Opened this issue 8 years ago · 1 comments

Caution: long ticket incoming!

When you take students, faculty, staff, and alumni together, CWRU has a lot more people than Yelp. Since this app works based on the idea that you have a database containing every "employee", we have to import them all into the database. Some of the operations that probably worked fine in the setting of Yelp's employee database are no longer feasible for us, and the current pain point is importing.

Employee import (from CSV or JSON) runs in a taskqueue setting, and each "request" in a taskqueue gets 10 minutes and a memory limit of 128MB. When requests fail, they are retried (I believe a maximum of 10 times) with exponential backoff. The import process used to work as follows:

Open the import source (CSV/JSON) and begin reading. For CSVs, a DictReader is used, which creates an iterator and does not load the whole file into memory.
Iterate over the import source, and either add (if the employee is new) or update (if the employee already exists) each entry. Each employee entry is added to one (or possibly two) lists.
Scan the employee table (which is loaded into memory all at once) for employees which are not present in the import. Mark them as terminated.
Finally, rebuild the autocomplete index. This works by iterating over each employee in the table (again in memory), listing out all possible substrings of their first/last name and username, and creating an entry in the index for them.

Initially, I was getting timeouts. However, this was due to the fact that my database dump had over 100,000 employees, and there wasn't enough time to process all of them. I resolved that by chunking up the import into smaller files, which is inconvenient but helped the situation. Since then I have improved my dump process (see #1 and brenns10/ldump), and my import file became much smaller anyway. I've found that 15,000-20,000 is a manageable amount to do in a single import, and potentially even more could work.

Next, I ran into memory issues. Initially, this was due to step 3, loading the whole Employee table in memory, as well as step 2, keeping all the imported employees in memory. I got rid of that logic (in 084507a), so that CSV importing is a purely additive process. I also write back to the database every 500 employees so that we never keep the whole import list in memory (in 0a0bd57).
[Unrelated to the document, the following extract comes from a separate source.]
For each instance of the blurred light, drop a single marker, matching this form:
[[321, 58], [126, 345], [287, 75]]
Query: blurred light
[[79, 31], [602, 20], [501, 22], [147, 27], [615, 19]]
Now, I run into memory issues with rebuilding the index. This is a lesser problem - you don't need to have autocomplete for the app to work, and the import does happen successfully. But it bothers me because autocomplete is incredibly useful, and we definitely don't need to load the whole user database into memory in order to successfully rebuild the search index! In 0a0bd57 I was able to rewrite the Employee query so that it returns results in chunks of 200 (which the index logic was already using). However, I'm still getting memory issues, and I really don't know why, since the table is no longer loaded into memory. Maybe it has to do with the size/number of the substrings. Here are my next strategies for addressing these issues:

CSV import does not have to happen in the same task as reindexing. I could separate them out, which will give us more time to do each task.
If the memory size of the substrings is the problem, I can lower the chunk size for indexing, so that we're keeping fewer substrings in memory. This might make the runtime of the indexing process slower, but that can be managed.
If indexing is too slow, I can take advantage of cursors to split the indexing process into multiple tasks! By making the indexing process take a database cursor, and making it aware of how much time has elapsed during the request, it can stop itself, queue a new task starting at its current cursor location, and terminate successfully.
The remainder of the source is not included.